Ottavio Garaventa werd op 26 januari 1934 in Genua geboren. Hij zong eerst baritonpartijen, voordat hij in 1963 zijn debuut maakte als tenor in de rol van Turiddu in ‘Cavalleria Rusticana’ in Cincinnati. Garaventa trad op in diverse grote theaters, waaronder het Teatro alla Scala van Milaan, de Arena van Verona, het Festival van Aix-en-Provence, het War Memorial Opera House in San Francisco en de Staatsopera van Wenen. In de Weense Staatsopera zong hij in het seizoen 1973/1974 Riccardo in ‘Un Ballo in Maschera’ en was er tot 1988 in 24 voorstellingen te horen. Hij nam deel aan de wereldpremière van ‘Il Gattopardo’ van Angelo Musco in Palermo in 1967 en van de opera  ’Maria d’Alessandria’ van Giorgio Federico Ghedini in het Teatro Regio van Turijn op 18 december 1984. Zijn repertoire bevatte 113 rollen, vooral van Verdi (Fenton in ‘Falstaff’, Duca in ‘Rigoletto’, Alfredo in ‘La Traviata’, Macduff in ‘Macbeth’, Carlo in ‘I Masnadieri’, Ismael in ‘Nabucco’), Donizetti (Ernesto in ‘Don Pasquale’, Edgardo in ‘Lucia di Lammermoor’, Robert Leicester in ‘Maria Stuarda’, Polyeucte in ‘Les Matyrs’) en Puccini (Pinkerton in ‘Madama Butterfly’, Rodolfo in ‘La Bohème’). In 1981 kreeg hij in Florence de titel van Accademico delle Muse en gedurende enkele jaren was hij artistiek directeur van het Festival Internazionale di Musica di Savignone. Zijn stem is vastgelegd op diverse live-opnamen, waaronder ‘Armida’ van Rossini uit 1970 in Venetië met Cristina Deutekom in de titelrol. Ottavio Garaventa overleed in het Italiaanse plaatsje Savignone bij zijn geboorteplaats Genua.
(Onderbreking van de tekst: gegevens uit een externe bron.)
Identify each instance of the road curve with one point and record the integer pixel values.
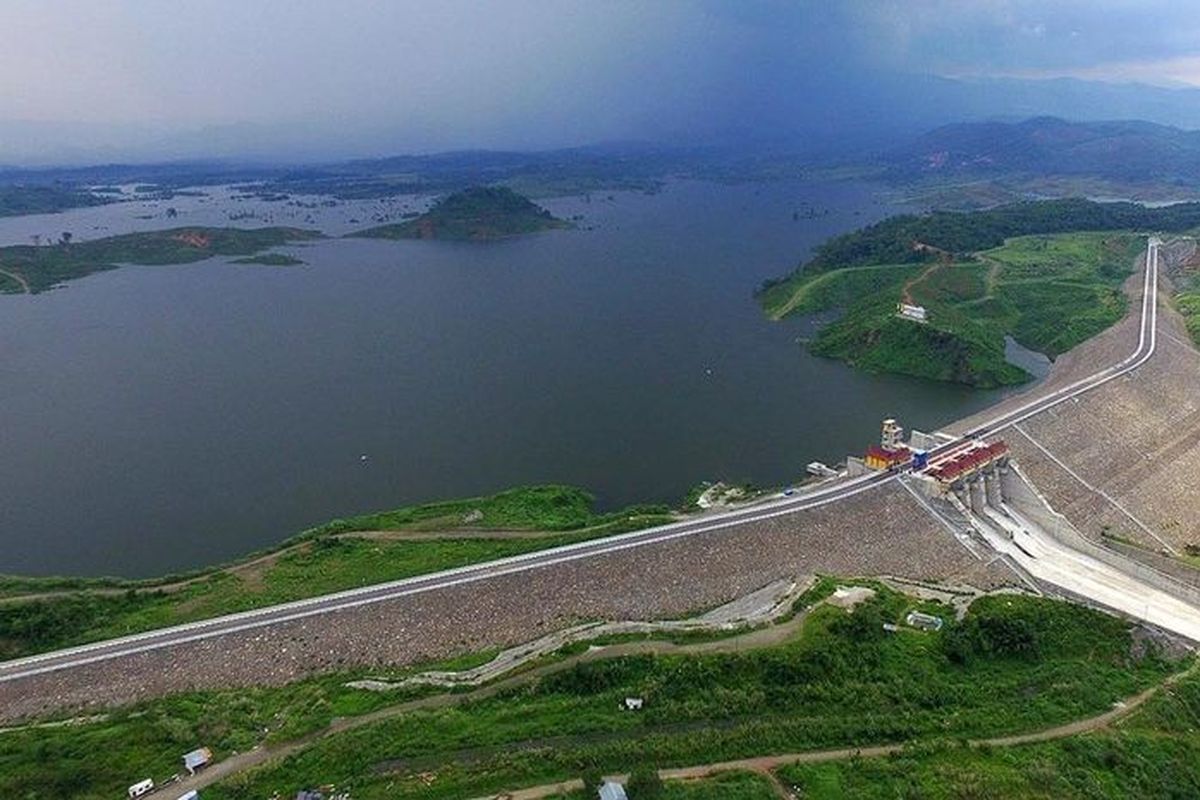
(258, 618)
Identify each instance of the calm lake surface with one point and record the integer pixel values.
(160, 419)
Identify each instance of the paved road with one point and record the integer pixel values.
(820, 497)
(768, 764)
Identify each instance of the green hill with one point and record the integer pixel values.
(1047, 274)
(475, 214)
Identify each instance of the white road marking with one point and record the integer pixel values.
(351, 599)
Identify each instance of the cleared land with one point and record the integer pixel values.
(37, 268)
(1049, 293)
(323, 560)
(1036, 271)
(840, 681)
(894, 535)
(1152, 753)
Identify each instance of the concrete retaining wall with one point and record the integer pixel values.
(1029, 501)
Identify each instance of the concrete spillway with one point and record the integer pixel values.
(1011, 516)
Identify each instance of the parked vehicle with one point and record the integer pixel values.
(141, 787)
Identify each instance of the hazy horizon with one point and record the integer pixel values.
(313, 80)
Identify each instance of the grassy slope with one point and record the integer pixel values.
(726, 786)
(841, 681)
(1153, 755)
(1050, 293)
(47, 265)
(475, 214)
(1187, 298)
(844, 681)
(322, 564)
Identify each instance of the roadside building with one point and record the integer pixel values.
(924, 621)
(197, 759)
(879, 458)
(612, 791)
(891, 451)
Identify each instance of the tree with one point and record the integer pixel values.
(645, 785)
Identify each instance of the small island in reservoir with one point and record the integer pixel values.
(43, 265)
(475, 214)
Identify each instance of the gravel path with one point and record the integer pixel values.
(767, 764)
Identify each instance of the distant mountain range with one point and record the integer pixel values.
(1126, 151)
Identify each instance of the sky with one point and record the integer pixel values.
(82, 79)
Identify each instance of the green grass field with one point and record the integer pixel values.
(317, 563)
(1049, 293)
(1017, 663)
(843, 681)
(47, 265)
(1155, 753)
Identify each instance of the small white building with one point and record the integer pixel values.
(197, 759)
(924, 621)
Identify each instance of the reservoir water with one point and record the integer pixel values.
(159, 419)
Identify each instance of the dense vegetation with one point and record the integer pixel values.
(42, 266)
(319, 561)
(978, 281)
(16, 200)
(475, 214)
(843, 680)
(1153, 755)
(270, 259)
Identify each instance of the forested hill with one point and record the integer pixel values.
(475, 214)
(1049, 275)
(917, 238)
(1125, 150)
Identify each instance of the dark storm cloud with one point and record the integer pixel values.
(310, 78)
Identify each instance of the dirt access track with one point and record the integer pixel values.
(1150, 415)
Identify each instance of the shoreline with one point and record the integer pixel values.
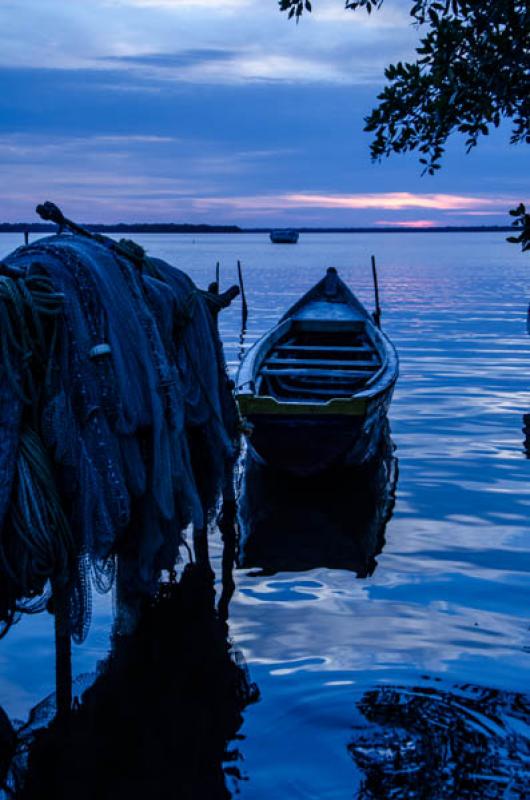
(36, 227)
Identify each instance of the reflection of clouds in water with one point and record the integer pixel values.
(361, 627)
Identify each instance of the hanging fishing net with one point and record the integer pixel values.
(117, 424)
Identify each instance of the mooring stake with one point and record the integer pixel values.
(377, 312)
(244, 307)
(63, 651)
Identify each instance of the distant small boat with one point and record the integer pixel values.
(315, 389)
(284, 236)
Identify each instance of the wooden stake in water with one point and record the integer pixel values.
(244, 307)
(377, 312)
(63, 651)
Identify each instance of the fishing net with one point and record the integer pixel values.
(117, 423)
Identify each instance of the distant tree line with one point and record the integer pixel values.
(472, 70)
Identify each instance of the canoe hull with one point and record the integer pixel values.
(308, 444)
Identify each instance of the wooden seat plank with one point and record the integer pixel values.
(329, 348)
(317, 362)
(314, 373)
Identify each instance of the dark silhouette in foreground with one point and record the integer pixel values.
(158, 718)
(462, 743)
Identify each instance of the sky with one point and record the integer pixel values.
(222, 111)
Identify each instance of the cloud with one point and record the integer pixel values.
(411, 223)
(207, 41)
(182, 58)
(389, 201)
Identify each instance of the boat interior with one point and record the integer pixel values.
(318, 362)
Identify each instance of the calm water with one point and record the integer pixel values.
(364, 677)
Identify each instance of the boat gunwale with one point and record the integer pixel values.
(379, 383)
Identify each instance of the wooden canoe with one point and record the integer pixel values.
(337, 520)
(315, 390)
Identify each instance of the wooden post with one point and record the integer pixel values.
(244, 308)
(377, 312)
(63, 651)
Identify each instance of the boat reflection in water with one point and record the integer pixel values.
(335, 520)
(158, 718)
(441, 742)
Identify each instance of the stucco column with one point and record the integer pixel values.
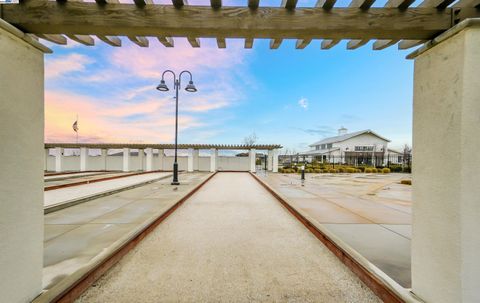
(196, 155)
(83, 158)
(126, 159)
(190, 160)
(252, 156)
(446, 171)
(21, 162)
(141, 158)
(161, 156)
(275, 161)
(213, 160)
(45, 165)
(104, 153)
(58, 159)
(149, 164)
(270, 160)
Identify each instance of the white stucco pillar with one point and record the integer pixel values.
(149, 163)
(190, 160)
(161, 156)
(83, 158)
(103, 155)
(275, 161)
(58, 159)
(252, 156)
(126, 159)
(21, 174)
(270, 160)
(446, 171)
(45, 164)
(141, 158)
(196, 159)
(213, 159)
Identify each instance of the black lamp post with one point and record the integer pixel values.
(189, 88)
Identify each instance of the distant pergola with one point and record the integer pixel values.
(164, 146)
(394, 23)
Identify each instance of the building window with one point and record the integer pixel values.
(363, 148)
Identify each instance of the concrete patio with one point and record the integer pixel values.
(77, 237)
(370, 212)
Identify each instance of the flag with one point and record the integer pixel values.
(75, 126)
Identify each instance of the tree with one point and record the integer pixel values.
(250, 139)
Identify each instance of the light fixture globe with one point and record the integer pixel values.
(162, 86)
(190, 87)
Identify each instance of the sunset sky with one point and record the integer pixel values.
(286, 96)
Mezzosopraan Ann Howard overleden (77)

Op 26 maart 2014 is de Engelse mezzosopraan Ann Howard overleden.

Ann Howard_CarmenAnn Howard werd op 22 juli 1934 in het Engelse Norwood als Ann Pauline Swadling geboren. Zij maakte haar debuut bij de Welsh National Opera (WNO) in 1964 als Azucena in ‘Il Trovatore’ van Verdi. In datzelfde jaar zong zij met het Sadler’s Wells Orchestra de rol van de Heks in een opname van ‘Hänsel uni Gretel’ van Humperdinck in het Engels (Classics for Pleasure). In 1965 werkte zij mee aan gastvoorstellingen in Nederland van de Sadler’s Wells Opera, waarbij zij de rol zong van Queen of the Fairies in de operette ‘Iolanthe or The Peer and the Peri’ van Gilbert & Sullivan. Vanaf 1970 werd zij geëngageerd door bij de English National Opera (ENO) en zong daar met veel succes de titelrol in ‘Carmen’. In 1984 was zij voor de 250e maal in de rol van Carmen horen. Haar Amerikaanse debuut maakte zij in 1971 in New Orleans.

Ann Howard zong in vele wereldpremières, waaronder Leda in ‘The Mines of Sulphur’ van Richard Rodney Bennett (in het Sadler’s Wells Theatre van Londen, 1965), Mrs Danvers in ‘Rebecca’  van Wilfred Josephs (Opera North, 1983), Caliban in ‘The Tempest’ van John Eaton (Santa Fe, 1989), Elsie Worthing in ‘The Plumber’s Gift’ van David Blake (ENO 1989) en een Official in ‘The Doctor of Myddfai’ van Peter Maxwell Davies (WNO, 1996). Verder zong zij de rol van Mescalina in de Britse première van ’Le Grand Macabre’ van György Ligeti (ENO 1982). Andere glansrollen waren Ortrud, Dalila, Cassandre, The Secretary in ‘The Consul’, de grootmoeder in ‘The Gambler’ en Amneris in Covent Garden.

Ann Howard is op CD te bewonderen in opnamen van ’Candide’ van Bernstein met de Scottisch Opera (1992, That’s Entertainment) en als Fricka in ‘Die Walküre’ van Wagner met ENO in de befaamde Reginald Goodall Ring cyclus (live-opname december 1975, EMI). Op DVD verschenen uitvoeringen van haar bij ENO als Auntie in ‘Peter Grimes’ (Arthaus, 1994) en Ježibaba in ’Rusalka’ (Arthaus, 1986).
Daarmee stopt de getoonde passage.